I quit my so called-love because it was a false love.   No matter how hard I tried.... when the only thing that holds a relationship is sex,  it is bound to fail. After falling out of love, the only thing I got concerned about  was the happiness of the one I (at least, I thought) loved so much. And once I was assured that happiness is possible for him without me, I found myself going my own way happily.
 
 

I am always different because I keep nurturing my Filipino wounds - there were so many mistakes in my country that damaged so many of her people. So many displaced families out of economic necessity, so many who died without seeing their homelands again, so many like me trying to make do with what little Filipino is left in us, trying to imagine our country through the lens of our childhood eyes and hoping to see it once more for a week or a month before  returning back to another country of labor and alienation.

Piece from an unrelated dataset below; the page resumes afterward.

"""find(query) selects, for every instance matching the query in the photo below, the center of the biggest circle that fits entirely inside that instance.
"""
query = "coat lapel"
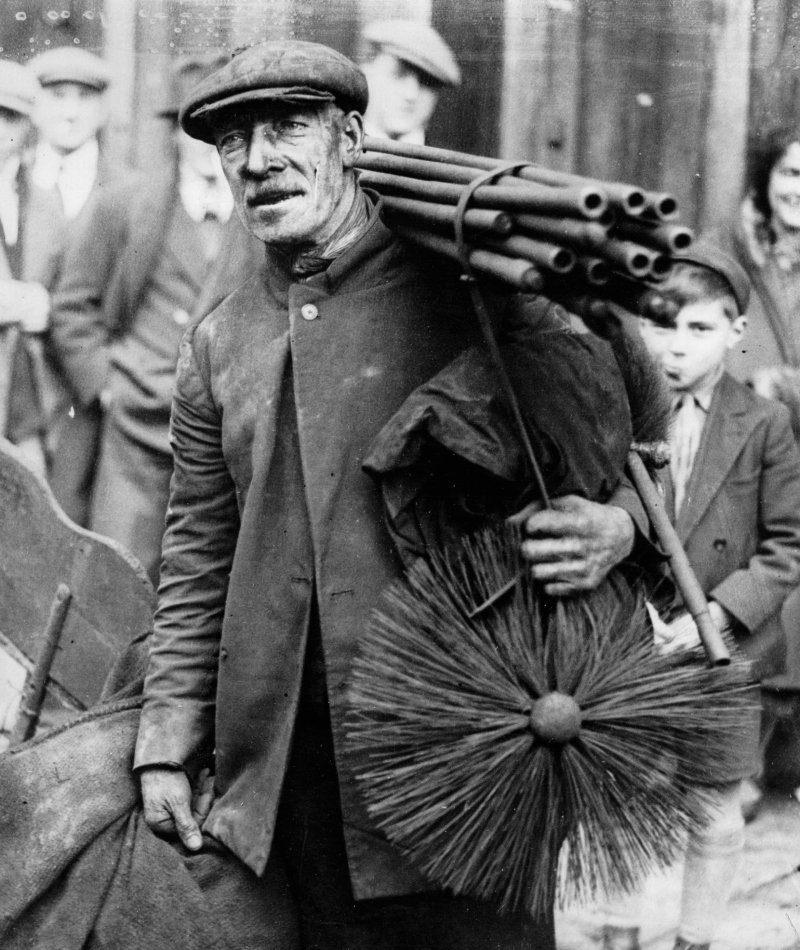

Perhaps I'd never fall in love because I am already attached to a land instead of a person.

I feel like Scarlet O'Hara who tries to eat a bitter root in her hunger and feeling so degraded by it  she promised  she'd never go hungry again.

There was always Tara to keep her and nurture her and make her go on living even when everybody else "don't give a damn."

I remember  Lent in my country - I remember the singing of the Passion and Death of Christ, I remember the longest processions, I remember the fourteen stations of the Cross, and the gorgeous Mary Magdalene and St Monica or is it Veronica? who held the handkerchief that copied the bloodied face of Christ,  the longest masses, the solemnest cenaculos, the burning of Judas, the meeting of Mary and Jesus on Easter Sunday. God, how can I fall out of love with my country?

How can I become unspiritual in this spiritual country? Lent in my country never discriminates - we all go to the church no matter what.

And on Good Friday we all moan and groan and cry in prayers especially at three o'clock in the afternoon because Christ is wounded and killed at that time.

Despite the wounding and death of Christ, we wipe our tears and parade with festive air, we all  remain happy - gay or otherwise  - because a gorgeous Mary Magdalene will discover an equally gorgeous Christ unwounded by Easter Sunday.

I am finding my way back home unwounded.